Throughout his Utah confinement, Ted had kept busy with his reading (The Gulag Archipelago, nonfiction dealing with political subjects) and his writing, which sometimes turned to poetry. In one of his poems “Nights and Days,” he wrote of the boredom of watching daytime television, especially the game shows, with their slick hosts, prizes, and giggling, raucous participants and audiences. One passage in particular would intrigue detectives who suspected Ted in the disappearances and brutal murders of all those girls. It referred to the “perverse pleasure” derived from watching such shows and the tendency of “some neat suburban daisy/To scream and go crazy.”

* * *

image

At four o’clock on the morning of January 29, 1977, a Colorado sheriff’s car passed through the gates of Point of the Mountain in a freezing fog and turned southward toward Provo, beginning the trip to Aspen. Bundy, the prisoner, handcuffed and his ankles chained, sat in the back seat with Fisher. Pitkin County Deputy Rick Kralicek was driving and, beside him, Undersheriff Ben Meyers kept an eye turned toward Bundy.

It was a secret operation. There continued to be deep concern about Bundy’s security. Not only was he an escape risk, he was also a potential assassination target. Fisher knew a number of anger-filled fathers or relatives of murdered and missing girls—or some crackpot—might take pleasure in shooting the man. In the predawn darkness, the car turned eastward where the highway began rising into the mountains toward the Colorado border.

Windblown snow swept the lonely gray-brown plains, with their scrubby sage and dwarfed trees, and the distant flat-topped buttes.

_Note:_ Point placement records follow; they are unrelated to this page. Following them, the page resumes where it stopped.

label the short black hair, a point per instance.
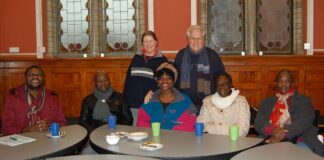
(33, 66)
(229, 78)
(285, 71)
(158, 74)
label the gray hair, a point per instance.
(193, 27)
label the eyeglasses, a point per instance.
(199, 39)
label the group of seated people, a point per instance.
(195, 88)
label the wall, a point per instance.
(318, 25)
(18, 28)
(172, 18)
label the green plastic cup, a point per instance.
(234, 132)
(156, 129)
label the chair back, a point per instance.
(316, 117)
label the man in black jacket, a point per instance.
(104, 101)
(198, 66)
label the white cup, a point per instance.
(112, 139)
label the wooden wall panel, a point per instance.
(254, 76)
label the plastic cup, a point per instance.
(156, 129)
(234, 132)
(112, 121)
(199, 129)
(55, 129)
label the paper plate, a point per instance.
(148, 146)
(121, 134)
(62, 133)
(137, 136)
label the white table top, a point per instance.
(277, 151)
(45, 146)
(176, 144)
(101, 157)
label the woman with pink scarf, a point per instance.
(288, 116)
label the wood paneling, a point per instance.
(255, 76)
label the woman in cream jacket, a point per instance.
(225, 108)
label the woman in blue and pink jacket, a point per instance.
(173, 109)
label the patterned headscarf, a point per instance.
(280, 113)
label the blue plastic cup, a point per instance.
(199, 129)
(55, 129)
(112, 121)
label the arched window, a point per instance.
(272, 27)
(77, 27)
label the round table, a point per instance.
(177, 144)
(283, 150)
(101, 157)
(44, 146)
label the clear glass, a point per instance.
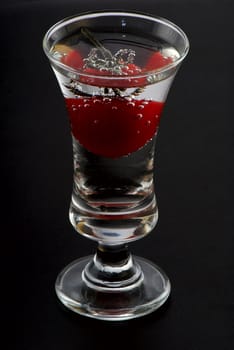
(115, 70)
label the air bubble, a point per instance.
(96, 101)
(139, 116)
(106, 99)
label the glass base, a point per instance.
(137, 299)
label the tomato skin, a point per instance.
(113, 127)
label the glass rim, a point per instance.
(104, 13)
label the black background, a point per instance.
(193, 241)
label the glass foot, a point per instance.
(144, 295)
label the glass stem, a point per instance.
(112, 267)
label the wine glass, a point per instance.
(114, 70)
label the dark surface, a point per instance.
(193, 241)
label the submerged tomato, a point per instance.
(113, 127)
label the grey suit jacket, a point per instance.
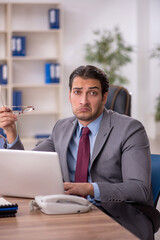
(120, 163)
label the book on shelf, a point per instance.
(38, 136)
(17, 100)
(54, 18)
(18, 46)
(7, 209)
(3, 74)
(52, 72)
(2, 132)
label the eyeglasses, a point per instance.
(21, 109)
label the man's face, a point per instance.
(86, 99)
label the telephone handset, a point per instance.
(61, 204)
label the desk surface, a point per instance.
(36, 225)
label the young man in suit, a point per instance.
(119, 167)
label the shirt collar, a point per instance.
(93, 126)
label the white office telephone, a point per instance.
(61, 204)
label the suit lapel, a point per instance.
(103, 133)
(65, 143)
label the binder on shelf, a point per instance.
(17, 100)
(13, 46)
(54, 18)
(41, 136)
(3, 74)
(18, 46)
(7, 209)
(52, 72)
(2, 132)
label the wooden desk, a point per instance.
(94, 225)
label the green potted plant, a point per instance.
(110, 52)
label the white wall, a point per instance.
(138, 20)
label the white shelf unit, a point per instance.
(27, 73)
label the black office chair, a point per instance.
(155, 176)
(119, 100)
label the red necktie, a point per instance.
(81, 174)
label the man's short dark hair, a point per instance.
(93, 72)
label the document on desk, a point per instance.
(7, 209)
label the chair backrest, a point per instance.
(155, 177)
(119, 100)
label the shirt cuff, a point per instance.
(96, 192)
(9, 145)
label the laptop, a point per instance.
(28, 174)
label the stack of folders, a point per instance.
(3, 73)
(17, 100)
(18, 46)
(52, 73)
(54, 16)
(7, 209)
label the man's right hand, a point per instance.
(7, 122)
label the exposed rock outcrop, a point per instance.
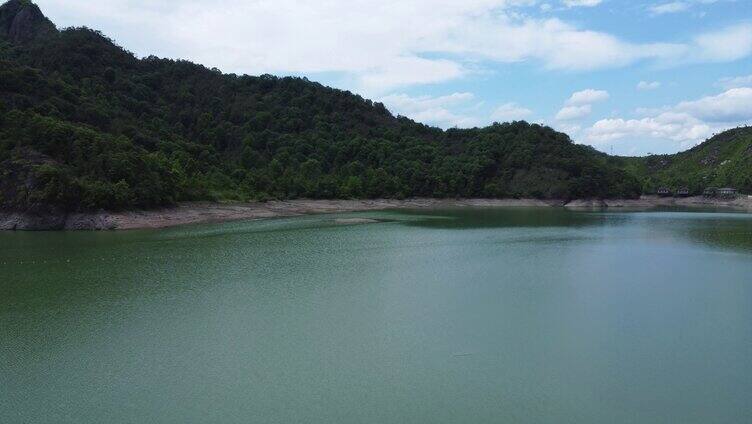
(21, 21)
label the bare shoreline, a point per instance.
(206, 212)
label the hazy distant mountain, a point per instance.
(85, 124)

Fisher watched as Bundy stared at the passing landscape. “Country look familiar, Ted?” asked the mustached, long-haired investigator. It was, Fisher knew, the same highway Bundy had taken on his trips into Colorado two years earlier, the route along which he had left a trail of credit-card purchases—at Grand Junction, Glenwood Springs, and other places in Colorado.

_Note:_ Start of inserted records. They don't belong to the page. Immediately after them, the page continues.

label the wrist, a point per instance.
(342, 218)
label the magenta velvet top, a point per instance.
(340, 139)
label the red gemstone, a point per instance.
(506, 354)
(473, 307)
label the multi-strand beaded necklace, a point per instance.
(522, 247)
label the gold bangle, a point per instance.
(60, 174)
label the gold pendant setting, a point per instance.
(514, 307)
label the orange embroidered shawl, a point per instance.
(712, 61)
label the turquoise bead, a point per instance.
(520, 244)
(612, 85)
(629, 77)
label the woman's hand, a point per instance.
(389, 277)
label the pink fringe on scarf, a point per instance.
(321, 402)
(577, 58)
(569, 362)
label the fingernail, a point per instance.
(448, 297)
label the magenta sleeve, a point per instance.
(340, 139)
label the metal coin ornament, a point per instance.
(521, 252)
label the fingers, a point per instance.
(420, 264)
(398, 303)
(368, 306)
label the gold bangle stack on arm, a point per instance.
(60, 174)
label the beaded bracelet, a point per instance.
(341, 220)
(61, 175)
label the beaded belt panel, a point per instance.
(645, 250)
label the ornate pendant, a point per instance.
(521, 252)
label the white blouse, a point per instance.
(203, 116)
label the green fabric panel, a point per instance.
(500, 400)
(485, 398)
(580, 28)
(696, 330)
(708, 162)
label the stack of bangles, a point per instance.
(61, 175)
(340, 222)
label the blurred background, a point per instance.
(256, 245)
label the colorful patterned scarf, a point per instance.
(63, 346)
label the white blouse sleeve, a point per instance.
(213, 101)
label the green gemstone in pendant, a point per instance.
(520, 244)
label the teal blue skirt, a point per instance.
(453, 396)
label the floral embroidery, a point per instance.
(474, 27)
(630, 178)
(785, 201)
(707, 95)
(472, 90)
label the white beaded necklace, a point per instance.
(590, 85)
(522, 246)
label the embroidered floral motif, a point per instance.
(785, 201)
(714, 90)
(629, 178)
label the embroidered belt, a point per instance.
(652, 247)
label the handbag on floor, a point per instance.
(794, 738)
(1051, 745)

“Yeah,” Bundy replied. “It looks a little familiar.”

Slowly, the three police officers in the car became uncomfortably aware that another sedan, following at some distance, was rapidly gaining on them. Kralicek accelerated the police car to eighty-five. Then to ninety. The following car continued to gain.

Meyers lifted the microphone of the police radio to send a message ahead to the Colorado Highway Patrol, to alert troopers of their home state that they were approaching the border. Meyers explained theirs was a Pitkin County vehicle with a high-security prisoner. “And we have an unidentified vehicle coming up on us from behind at a high rate of speed,” Meyers added.

The speedometer hit a hundred miles an hour. “Chrissake,” muttered Kralicek. “That bastard’s still comin’ at us like there’s no tomorrow. He must be doing a hundred-ten or more.”

Bundy had become aware of potential danger. Gradually, Fisher noticed, the prisoner lowered his upper body below the window level and began to slide onto the floor of the car.

The pursuing car passed them on a long, straight stretch of highway dropping down from the plateau toward the town of Grand Junction. Watching the other driver pass, Meyers sighed and grinned. “Hell, he’s just a racer. Poor bastard. He’s headin’ into some kind of trouble.” Ahead the alerted Colorado Highway Patrol troopers waited to make the arrest.

In the back seat, Fisher glanced down at Bundy, who now lay in a hunched position on his knees on the floor of the car. With his wrists cuffed together, he seemed to be in a position of prayer. Theodore, thought Fisher, you really ARE afraid of dying, aren’t you?

Utah was behind. They had just crossed the state line. Ted was in Colorado.